Bringing her vision to our eyes

Teen: She may be only 18, but Nicole Roberts brings a lot of artisitic sensibilities to her paintings and her films. The NAACP thinks so too and honored her in both categories.

July 11, 2000|By Stephanie Shapiro | Stephanie Shapiro,SUN STAFF

There wasn't even any film in the camcorder, remembers Nicole Roberts' mother, Brenda. But that minor technicality didn't stop 11-year-old Nicole and her neighborhood buddies from taping - or pretending to tape - "Monsters in the Woods," which they had written, cast and rehearsed.

By then, Nicole had already distinguished herself as a visual artist. When she was little, she drew people proportionately with heads, necks, arms and shoulders, while her friends drew stick figures. At Sudbrook Magnet Middle School, a teacher told Brenda E. Roberts that her daughter "really had it."

Later, as a 10th grader at Carver Center for Art and Technology, Nicole rediscovered her passion for video even as she continued to draw and paint.

Last weekend, 18-year-old Nicole and her tandem gifts were affirmed on a national scale when she received two gold medals - in the video and painting categories - during the Academic, Cultural, Technological and Scientific Olympics (ACT-SO) at the NAACP Convention. Roberts and four other Baltimore-area medalists were among 800 teen-agers from across the country competing in 25 categories that ranged from art and dance to chemistry and entrepreneurship. Roberts, who lives in Randallstown, received $1,000 with each medal, a matching donation from the Ronald McDonald House Charities and a laptop computer from State Farm Insurance Companies.

The oil painting Roberts submitted as her winning entry is a self portrait, with her face partly in shadow, and a glimpse of her mother, who is turned away from her. For Roberts, who has three older half-brothers and will enter Northwestern University as a film major this fall, the painting speaks of the bittersweet experience of leaving home. But she hesitates to name the piece, lest the title rob viewers of their own interpretation.

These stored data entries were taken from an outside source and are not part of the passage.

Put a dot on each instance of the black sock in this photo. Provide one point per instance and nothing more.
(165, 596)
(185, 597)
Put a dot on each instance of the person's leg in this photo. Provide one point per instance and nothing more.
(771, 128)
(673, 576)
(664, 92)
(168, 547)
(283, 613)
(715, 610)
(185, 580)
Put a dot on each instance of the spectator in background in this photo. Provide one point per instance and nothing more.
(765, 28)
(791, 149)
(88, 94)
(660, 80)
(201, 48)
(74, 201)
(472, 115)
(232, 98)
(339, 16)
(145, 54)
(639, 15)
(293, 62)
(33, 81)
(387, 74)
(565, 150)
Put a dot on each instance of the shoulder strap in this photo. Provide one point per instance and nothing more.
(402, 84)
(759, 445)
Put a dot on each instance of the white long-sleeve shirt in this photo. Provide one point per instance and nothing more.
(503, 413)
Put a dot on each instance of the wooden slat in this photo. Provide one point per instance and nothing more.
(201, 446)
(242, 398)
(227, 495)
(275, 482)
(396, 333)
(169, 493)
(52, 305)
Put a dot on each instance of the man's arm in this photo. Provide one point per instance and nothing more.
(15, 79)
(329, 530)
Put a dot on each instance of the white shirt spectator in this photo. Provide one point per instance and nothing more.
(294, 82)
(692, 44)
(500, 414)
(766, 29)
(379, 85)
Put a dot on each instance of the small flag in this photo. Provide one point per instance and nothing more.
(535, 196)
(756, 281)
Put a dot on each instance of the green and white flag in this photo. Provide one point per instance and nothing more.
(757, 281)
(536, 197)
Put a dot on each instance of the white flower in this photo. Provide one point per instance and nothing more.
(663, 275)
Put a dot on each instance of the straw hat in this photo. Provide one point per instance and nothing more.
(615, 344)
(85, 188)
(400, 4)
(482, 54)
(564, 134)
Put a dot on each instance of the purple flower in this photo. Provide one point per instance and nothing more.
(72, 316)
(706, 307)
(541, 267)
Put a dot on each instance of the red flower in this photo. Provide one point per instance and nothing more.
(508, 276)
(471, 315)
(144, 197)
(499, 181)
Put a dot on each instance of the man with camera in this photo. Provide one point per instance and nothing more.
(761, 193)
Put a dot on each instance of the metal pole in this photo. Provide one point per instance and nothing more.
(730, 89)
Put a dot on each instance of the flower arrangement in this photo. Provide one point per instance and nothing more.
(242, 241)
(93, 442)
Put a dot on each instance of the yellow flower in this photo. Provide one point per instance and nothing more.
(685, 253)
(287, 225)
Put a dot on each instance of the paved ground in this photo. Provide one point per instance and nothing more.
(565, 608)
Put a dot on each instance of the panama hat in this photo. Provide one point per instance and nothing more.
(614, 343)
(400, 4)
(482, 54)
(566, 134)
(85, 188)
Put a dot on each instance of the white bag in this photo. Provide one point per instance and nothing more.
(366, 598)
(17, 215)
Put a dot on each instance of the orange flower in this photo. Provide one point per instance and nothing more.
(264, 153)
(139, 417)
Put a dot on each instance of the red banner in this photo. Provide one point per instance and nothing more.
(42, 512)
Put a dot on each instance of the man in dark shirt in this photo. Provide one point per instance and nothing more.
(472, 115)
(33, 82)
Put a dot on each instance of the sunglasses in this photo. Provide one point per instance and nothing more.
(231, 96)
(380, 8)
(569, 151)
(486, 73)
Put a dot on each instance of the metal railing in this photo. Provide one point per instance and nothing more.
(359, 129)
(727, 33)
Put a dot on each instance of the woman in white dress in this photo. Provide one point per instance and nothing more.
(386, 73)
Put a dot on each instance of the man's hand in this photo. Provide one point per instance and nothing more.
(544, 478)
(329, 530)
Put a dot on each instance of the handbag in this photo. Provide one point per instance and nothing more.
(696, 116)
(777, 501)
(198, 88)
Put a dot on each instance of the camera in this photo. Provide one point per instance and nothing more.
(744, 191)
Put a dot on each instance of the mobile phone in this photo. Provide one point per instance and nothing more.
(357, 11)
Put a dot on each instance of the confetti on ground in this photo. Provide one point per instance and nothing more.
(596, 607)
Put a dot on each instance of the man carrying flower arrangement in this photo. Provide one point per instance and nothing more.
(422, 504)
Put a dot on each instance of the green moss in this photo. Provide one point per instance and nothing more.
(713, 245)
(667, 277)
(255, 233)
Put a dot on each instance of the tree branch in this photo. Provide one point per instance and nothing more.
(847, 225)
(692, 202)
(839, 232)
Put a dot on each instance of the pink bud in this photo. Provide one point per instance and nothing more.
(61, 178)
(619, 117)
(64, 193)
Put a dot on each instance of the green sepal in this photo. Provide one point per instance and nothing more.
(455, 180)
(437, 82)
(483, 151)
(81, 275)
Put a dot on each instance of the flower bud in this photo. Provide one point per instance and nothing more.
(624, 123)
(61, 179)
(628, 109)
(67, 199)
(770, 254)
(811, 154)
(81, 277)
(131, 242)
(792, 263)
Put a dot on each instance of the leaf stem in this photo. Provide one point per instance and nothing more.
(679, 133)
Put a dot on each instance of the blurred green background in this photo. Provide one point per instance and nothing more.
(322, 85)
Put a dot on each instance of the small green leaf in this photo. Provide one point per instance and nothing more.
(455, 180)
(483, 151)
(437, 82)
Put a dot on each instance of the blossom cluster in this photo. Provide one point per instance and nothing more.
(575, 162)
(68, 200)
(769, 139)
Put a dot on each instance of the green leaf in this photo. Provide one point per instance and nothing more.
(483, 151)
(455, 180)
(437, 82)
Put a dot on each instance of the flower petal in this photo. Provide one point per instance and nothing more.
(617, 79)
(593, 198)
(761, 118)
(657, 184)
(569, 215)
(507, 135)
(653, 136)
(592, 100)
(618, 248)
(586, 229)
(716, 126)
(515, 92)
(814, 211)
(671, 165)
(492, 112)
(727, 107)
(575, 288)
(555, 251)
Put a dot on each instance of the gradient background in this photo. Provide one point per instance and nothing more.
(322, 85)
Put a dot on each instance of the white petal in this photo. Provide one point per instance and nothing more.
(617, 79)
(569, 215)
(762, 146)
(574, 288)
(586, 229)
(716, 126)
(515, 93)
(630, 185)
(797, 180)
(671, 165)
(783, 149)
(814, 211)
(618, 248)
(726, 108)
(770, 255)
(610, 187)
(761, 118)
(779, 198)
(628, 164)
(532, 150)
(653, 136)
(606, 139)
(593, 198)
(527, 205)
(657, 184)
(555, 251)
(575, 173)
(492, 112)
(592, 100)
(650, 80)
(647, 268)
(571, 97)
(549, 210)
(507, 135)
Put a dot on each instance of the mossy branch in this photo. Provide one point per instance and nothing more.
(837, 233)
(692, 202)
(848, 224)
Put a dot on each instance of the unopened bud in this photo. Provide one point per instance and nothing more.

"The Dare," Roberts' winning video, explores "the subject of guilt; if you're really guilty for things out of your control," and the "battle between your conscience and perspective of the way things really are."

The plot, in brief: "A boy can't fall asleep, so he goes to the kitchen and makes a little meal for himself. During the cooking process, he's thinking about the time he dared his friend to climb a tree," Roberts relates. As he recalls how the friend tumbled from the tree, an egg rolls metaphorically off the counter.

In the video, Roberts brought to bear her artistic sensibilities. "Especially in this medium, it is all about the visuals," she says. "You really have to convey what you mean through the shots that you choose."

Her decision to use black and white tape heightened the emotional distress of sleeplessness and brooding, which occurs under a harsh kitchen light in the middle of the night.

"The Dare" is "so obviously not the piece of an artist who is still struggling to understand the technical aspects of the medium or who still doesn't understand enough film theory to put together a story," says Lee Boot, a video artist and founder of Carver's Telemedia department, where he taught Nicole. "It is so much more the piece of a filmmaker; it's sensitive and it's complex and it uses the language in a way that's poetic and it's technically transparent."

Although she paints in her home studio, Roberts' love of the easel has been eclipsed to a certain extent by film's potential for touching "the masses." At some point during her high school years, she also realized she wanted to do more than create static images; she wanted to tell stories.

"I don't know when I began to realize the element of the story was a crucial part of my artwork," she says. "I know it happened, and once I realized it, I pushed it to the limit and tried to examine it."

She says film and video "pack more of a wallop than a book or a novel can," or for that matter, a work of visual art. "It takes a really intuitive and deep person to be moved by a painting," Roberts says.

Roberts' developing narrative skills profited from her observations of others, "seeing how people interact, asking questions, examining the human soul and psyche and what compels people and how their actions work in the big scope of things."

As a filmmaker, she's not aiming for small art houses. She wants her work to have a big audience and a mainstream - but not salacious - appeal. "The going idea in mainstream film is that sex and violence sell. I don't believe it has to necessarily," she says.

Roberts, who was also a finalist last January in a competition sponsored by the National Foundation for Advancement of the Arts, hopes to affect what the general public seeks from its entertainment. Employing her perspective as a young black woman with a message, she hopes to undercut the superficial, shoot-'em-up mentality of so much television and film.

For too long, she says, the media has been controled by people "who have their own fears" that honest, intuitive art can't succeed. "They do what they do because they want to survive."

She seeks nothing less than readjusting our expectations for popular culture. "I like challenges," Roberts explains. "I believe big things could happen. It's a very spiritual thing for me to achieve something like that."